Children are being hospitalized with COVID-19 at record numbers as infection rates across all age groups swell, marking a concerning new phase of the pandemic that initially left young people relatively unscathed.
While the number of daily pediatric admissions with COVID-19 across the nation is still in the hundreds, it is up significantly on a percentage basis and could represent a worrisome trend, experts said. It is also important to note that the figures represent many asymptomatic children who test positive after being admitted for other ailments. The number of children admitted to hospitals expressly for a COVID-19 infection is not known.
“We’re seeing … more pediatric admissions than we’ve ever seen by a very significant amount,” said Steven Michaud, president of the Maine Hospital Association. “So far, we’re able to handle it, but it is just kind of part of the overall strain where we have no beds, we have no capacity, and we’re bursting at the seams.”
Pediatric hospital admissions have ballooned in recent weeks across the United States to surpass records set during the fall’s delta surge. An average of about 670 hospitalized patients under 18 tested positive for COVID-19 during the week ending Jan. 2, up from 378 the week prior, according to federal data. The previous high was recorded in September when pediatric hospitalizations were averaging about 342 per day.
OMICRON SPURRING WORKER SHORTAGES ACROSS KEY INDUSTRIES
“A silver lining in the pandemic from the beginning is that most children don’t get severely ill,” said Dr. John Schreiber, an infectious disease physician at Connecticut Children’s Medical Center. “That’s changed in that we are admitting a lot more children, but it’s not clear that it’s the virus being more virulent for children.
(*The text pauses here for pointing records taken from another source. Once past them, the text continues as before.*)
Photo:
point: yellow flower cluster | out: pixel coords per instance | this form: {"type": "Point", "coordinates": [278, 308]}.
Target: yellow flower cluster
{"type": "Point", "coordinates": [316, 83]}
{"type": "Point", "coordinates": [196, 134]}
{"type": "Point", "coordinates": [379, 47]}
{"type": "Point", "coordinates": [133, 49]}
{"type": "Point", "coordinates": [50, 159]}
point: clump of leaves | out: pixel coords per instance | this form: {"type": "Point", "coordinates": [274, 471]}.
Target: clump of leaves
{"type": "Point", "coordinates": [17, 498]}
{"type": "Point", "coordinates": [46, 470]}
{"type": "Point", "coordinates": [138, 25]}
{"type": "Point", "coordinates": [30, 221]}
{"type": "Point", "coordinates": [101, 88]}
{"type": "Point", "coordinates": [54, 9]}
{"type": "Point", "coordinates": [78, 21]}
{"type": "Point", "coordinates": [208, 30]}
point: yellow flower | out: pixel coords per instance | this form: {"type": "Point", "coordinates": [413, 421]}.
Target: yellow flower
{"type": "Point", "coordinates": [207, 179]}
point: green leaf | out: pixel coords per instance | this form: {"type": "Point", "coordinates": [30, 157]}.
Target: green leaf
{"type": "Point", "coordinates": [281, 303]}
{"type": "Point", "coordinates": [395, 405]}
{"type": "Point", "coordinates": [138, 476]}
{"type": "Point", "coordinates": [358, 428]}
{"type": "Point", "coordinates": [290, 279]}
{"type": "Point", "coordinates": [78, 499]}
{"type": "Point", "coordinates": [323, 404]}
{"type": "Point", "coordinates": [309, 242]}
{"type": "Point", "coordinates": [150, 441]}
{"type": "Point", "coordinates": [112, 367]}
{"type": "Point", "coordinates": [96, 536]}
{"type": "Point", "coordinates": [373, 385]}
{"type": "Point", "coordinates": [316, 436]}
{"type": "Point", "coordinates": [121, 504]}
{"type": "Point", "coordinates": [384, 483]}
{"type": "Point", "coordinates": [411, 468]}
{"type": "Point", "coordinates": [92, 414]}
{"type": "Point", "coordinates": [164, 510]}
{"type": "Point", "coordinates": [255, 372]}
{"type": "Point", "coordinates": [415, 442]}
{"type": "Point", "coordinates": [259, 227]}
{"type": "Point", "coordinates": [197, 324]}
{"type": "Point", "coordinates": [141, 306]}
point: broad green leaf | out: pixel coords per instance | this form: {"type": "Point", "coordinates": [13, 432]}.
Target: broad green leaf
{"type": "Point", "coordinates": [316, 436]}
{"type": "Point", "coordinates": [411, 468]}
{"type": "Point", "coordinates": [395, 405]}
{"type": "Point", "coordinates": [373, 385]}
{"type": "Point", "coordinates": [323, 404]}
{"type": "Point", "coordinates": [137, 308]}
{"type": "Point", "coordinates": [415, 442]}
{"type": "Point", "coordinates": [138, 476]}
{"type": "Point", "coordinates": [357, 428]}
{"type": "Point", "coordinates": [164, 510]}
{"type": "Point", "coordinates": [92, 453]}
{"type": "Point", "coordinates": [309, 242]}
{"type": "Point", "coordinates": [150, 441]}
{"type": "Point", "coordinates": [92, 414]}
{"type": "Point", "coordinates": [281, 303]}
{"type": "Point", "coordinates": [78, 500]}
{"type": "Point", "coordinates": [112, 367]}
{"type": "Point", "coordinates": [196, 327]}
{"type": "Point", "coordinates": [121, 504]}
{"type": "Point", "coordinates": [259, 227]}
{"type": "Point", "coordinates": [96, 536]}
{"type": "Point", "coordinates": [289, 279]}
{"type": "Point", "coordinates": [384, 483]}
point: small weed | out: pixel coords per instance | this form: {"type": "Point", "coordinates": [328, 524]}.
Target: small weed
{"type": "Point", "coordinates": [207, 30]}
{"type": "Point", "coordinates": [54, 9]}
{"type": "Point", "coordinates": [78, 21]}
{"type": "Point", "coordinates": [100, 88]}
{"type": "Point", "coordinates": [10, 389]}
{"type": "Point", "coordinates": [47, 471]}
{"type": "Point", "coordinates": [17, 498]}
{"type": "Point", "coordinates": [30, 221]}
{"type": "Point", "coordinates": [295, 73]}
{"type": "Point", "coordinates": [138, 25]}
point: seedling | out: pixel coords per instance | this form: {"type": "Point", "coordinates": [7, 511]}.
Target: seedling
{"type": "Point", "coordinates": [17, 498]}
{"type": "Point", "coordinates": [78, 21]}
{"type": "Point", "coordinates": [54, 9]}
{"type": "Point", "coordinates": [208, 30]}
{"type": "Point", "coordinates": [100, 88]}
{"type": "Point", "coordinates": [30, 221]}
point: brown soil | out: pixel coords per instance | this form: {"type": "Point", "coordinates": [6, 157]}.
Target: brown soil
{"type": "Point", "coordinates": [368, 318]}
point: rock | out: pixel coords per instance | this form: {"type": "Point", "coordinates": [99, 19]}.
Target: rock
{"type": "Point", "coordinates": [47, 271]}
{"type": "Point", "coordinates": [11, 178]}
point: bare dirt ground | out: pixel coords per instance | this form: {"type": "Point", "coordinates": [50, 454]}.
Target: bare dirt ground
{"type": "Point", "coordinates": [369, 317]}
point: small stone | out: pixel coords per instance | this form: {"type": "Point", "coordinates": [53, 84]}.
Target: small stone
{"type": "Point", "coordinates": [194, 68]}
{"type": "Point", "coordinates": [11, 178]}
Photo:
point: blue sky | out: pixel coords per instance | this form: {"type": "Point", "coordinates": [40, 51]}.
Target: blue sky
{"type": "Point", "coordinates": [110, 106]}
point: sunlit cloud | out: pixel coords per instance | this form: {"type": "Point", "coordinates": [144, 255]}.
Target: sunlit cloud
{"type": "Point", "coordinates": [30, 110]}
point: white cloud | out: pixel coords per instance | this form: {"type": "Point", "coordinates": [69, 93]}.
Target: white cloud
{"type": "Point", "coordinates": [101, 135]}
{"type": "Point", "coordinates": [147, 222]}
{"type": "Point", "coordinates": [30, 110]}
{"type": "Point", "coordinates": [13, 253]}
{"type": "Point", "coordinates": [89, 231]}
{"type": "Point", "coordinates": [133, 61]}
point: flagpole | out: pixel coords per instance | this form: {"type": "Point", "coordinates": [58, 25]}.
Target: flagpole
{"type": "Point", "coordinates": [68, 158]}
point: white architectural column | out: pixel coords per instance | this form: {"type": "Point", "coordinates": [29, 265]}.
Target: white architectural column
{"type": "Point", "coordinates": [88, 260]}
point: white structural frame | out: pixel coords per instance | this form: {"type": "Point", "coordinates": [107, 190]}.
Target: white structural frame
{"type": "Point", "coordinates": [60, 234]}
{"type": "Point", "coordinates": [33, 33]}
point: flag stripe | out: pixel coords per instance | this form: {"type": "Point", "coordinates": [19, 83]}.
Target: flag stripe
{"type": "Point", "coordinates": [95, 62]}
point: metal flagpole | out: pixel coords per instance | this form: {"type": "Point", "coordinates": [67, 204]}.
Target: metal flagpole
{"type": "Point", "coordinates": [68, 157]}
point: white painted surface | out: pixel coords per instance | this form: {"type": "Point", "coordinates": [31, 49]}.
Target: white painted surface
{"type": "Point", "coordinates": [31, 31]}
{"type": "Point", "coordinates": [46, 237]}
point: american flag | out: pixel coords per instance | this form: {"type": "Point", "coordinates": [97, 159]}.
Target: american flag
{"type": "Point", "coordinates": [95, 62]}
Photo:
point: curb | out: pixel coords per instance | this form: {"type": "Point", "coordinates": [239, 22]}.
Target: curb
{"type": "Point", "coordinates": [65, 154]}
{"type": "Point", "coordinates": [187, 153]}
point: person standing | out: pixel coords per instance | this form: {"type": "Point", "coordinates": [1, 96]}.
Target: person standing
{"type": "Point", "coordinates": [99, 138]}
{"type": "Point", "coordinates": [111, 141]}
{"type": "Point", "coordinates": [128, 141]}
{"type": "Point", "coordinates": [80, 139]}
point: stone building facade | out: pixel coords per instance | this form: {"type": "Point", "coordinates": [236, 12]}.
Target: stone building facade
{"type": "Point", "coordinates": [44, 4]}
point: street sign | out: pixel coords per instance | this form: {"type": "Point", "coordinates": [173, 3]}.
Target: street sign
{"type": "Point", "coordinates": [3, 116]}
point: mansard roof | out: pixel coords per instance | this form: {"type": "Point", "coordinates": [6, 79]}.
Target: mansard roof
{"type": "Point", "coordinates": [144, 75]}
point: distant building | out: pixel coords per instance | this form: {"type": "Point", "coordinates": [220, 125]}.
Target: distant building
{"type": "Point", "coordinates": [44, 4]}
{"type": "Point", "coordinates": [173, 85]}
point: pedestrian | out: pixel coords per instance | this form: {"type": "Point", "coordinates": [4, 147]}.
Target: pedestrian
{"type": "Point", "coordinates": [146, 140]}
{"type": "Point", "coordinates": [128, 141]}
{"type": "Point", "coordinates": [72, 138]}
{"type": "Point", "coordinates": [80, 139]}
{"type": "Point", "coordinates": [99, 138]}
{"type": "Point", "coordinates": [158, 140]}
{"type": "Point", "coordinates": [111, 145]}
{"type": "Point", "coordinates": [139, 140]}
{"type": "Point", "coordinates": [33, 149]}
It could just be sheer numbers of children who are infected.”
Connecticut Children’s has two to three times more patients admitted due to the coronavirus than in the last wave, but many children who test positive at the hospital often go in for other health problems, such as appendicitis or injuries. When children test positive for COVID-19 once they are at the hospital, healthcare systems call it an incidental finding.
“It could just be that there are a lot more children who are currently infected and a very, very small number of them get admitted. But that number is bigger because there are more children who are infected,” Schreiber said.
Hospitalization rates in children are rising primarily in the Northeast and parts of the Midwest, but hospitals in the South have recorded troubling upticks as well. Children’s Healthcare of Atlanta, which takes a tally of admitted patients every Tuesday, reported on Jan. 4 that there were 101 children hospitalized with COVID-19, up from 62 the week prior and 22 the week before that. Tennessee, meanwhile, has recorded increased pediatric hospitalizations since mid-December. On Dec. 15, there were 11 children with COVID-19 in a Tennessee hospital compared with 64 on Tuesday.
Despite the rapid increases, children still make up a small share of people hospitalized with COVID-19. Hospitalizations overall have increased about 51% over the past two weeks, according to New York Times data. Roughly 101,000 people are currently hospitalized due to the virus, but it is not clear how many of those hospitalizations were caused by the highly contagious omicron variant or the highly virulent delta strain.
The severity of cases in hospitals across the U.S. vary, but most pediatric patients are unvaccinated. Hospitalization rates have been shown to be 10 times higher among adolescents 12-17 who have not gotten their shots compared with fully vaccinated adolescents, the Centers for Disease Control and Prevention said in a study last week.
“Unfortunately, as we’re seeing with adults, children who are not vaccinated are much more vulnerable, are getting much sicker, and are winding up in emergency departments, in inpatient units, and even in some cases in our pediatric intensive care unit,” said Dr. Cynthia Sparer, executive director of Yale New Haven Children’s Hospital.
“As I do when I start my day early, I looked at our latest numbers [on Tuesday morning], and as opposed to a year ago, where we might have had two or three children in the hospital, this morning, we had 20, and some of them were in the ICU,” Sparer said.
The caseload at Yale New Haven Children’s Hospital has gotten so high that the hospital has reverted to early pandemic restrictions on patient visitors to only a single parent or guardian permitted at a time.
US MAINTAINS HIGH DEATH RATE DUE TO COVID-19 DESPITE LOCKDOWNS, MASK MANDATES, AND VACCINES
Most adults, 73%, have been fully vaccinated, while nearly 38% of those eligible have gotten an additional booster dose. Children under 5 are not eligible for any COVID-19 vaccinations yet, making them acutely vulnerable to infection from the omicron variant, which has shown to outpace delta in terms of transmissibility.